DI Joe Faraday knows that the job he does involves a lot of paper pushing but he does sometimes envy the Detective Sergeants on his team who get to go out there and get their hands dirty. When a small girl tells the police that her dad has gone missing, eventually Faraday gets to hear about the misper (the police procedural term) and relies on his hunch and detectives nose to realise that perhaps all is not what it seems. But hierarchy, media spin and lack of personnel means that time is running out on this case before it is pushed to one side.
Meanwhile one of his team, DS Winter takes another approach to detective work, minimum paperwork but maximum old style policing, informants, deals, bargains and crossing the line, if there ever was a line in the first place. Immediately you know that Winter is going to be a problem for Faraday and all concerned. But his wish to move on to the Drugs Squad puts him a rather embarrassing position. Will the result be the one that everyone wants?

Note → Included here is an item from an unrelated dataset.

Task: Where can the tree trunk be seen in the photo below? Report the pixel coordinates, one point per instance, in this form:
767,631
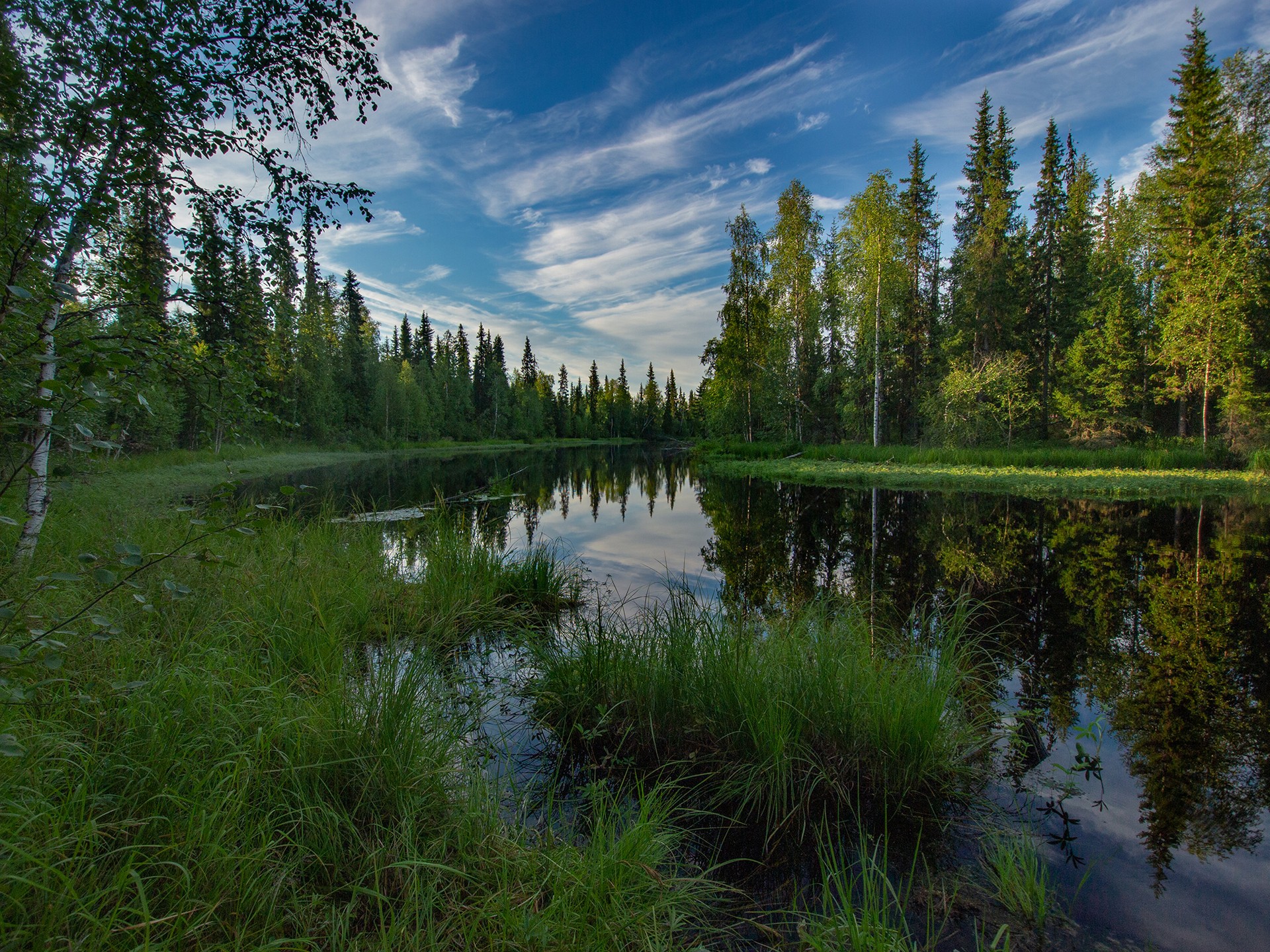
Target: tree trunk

What Hurley does best though is then throw in the fact that these detectives have personal lives and sometimes perhaps that is not as you expect. Faraday is in fact an avid bird watcher and is fascinated by the birds around the Langstone Harbour and Hurley describes this in a rather peaceful way. In fact as a Portsmouth resident his attention to the local detail is exactly spot on. This made the book more interesting for me.
This is a good introduction to a detective series and also to police procedure, acronyms and the internal language of the police force. Plenty of explanation to make it clear to the reader without coming across as condescending and it all backs up the plot as the inevitable twists and turns take place as they do in all good crime stories. If you need a new detective crime series to get into then do give this one a go.
Looking back through my book journal I see I read a trio of these in 2009. I have no idea why I it has taken until 2012 to read another one. (Well I do know, but it was a rhetorical passing question!) I started actually reading book 4 of the series Deadlight, then 5 Cut to Black and stopped at 6 Blood and Honey. I think my reasoning was to fill in the first three and then carry on. Well one down two to go which I will seek out at my local library.
I find it quite strange reading a novel that is set in my home city and surrounding areas. Graham Hurley lived in Portsmouth for over twenty years and he has captured everything so clearly. Time has moved on since this first novel was published in 2000 but in some cases not much, the description of some of the poorer areas of the city are sadly still true and crime is a problem and is still reported in the local paper on a frequent basis.
Through catching up on this reading I have discovered that Hurley has brought the DI Faraday series to an end. (Apparently another detective will take over) So I have a few more to catch up on, I am hoping this time it will not take me three years before I pick up the next one. In fact as I have challenged myself to take part in the Crime Fiction Alphabet, the next book could cover Letter G?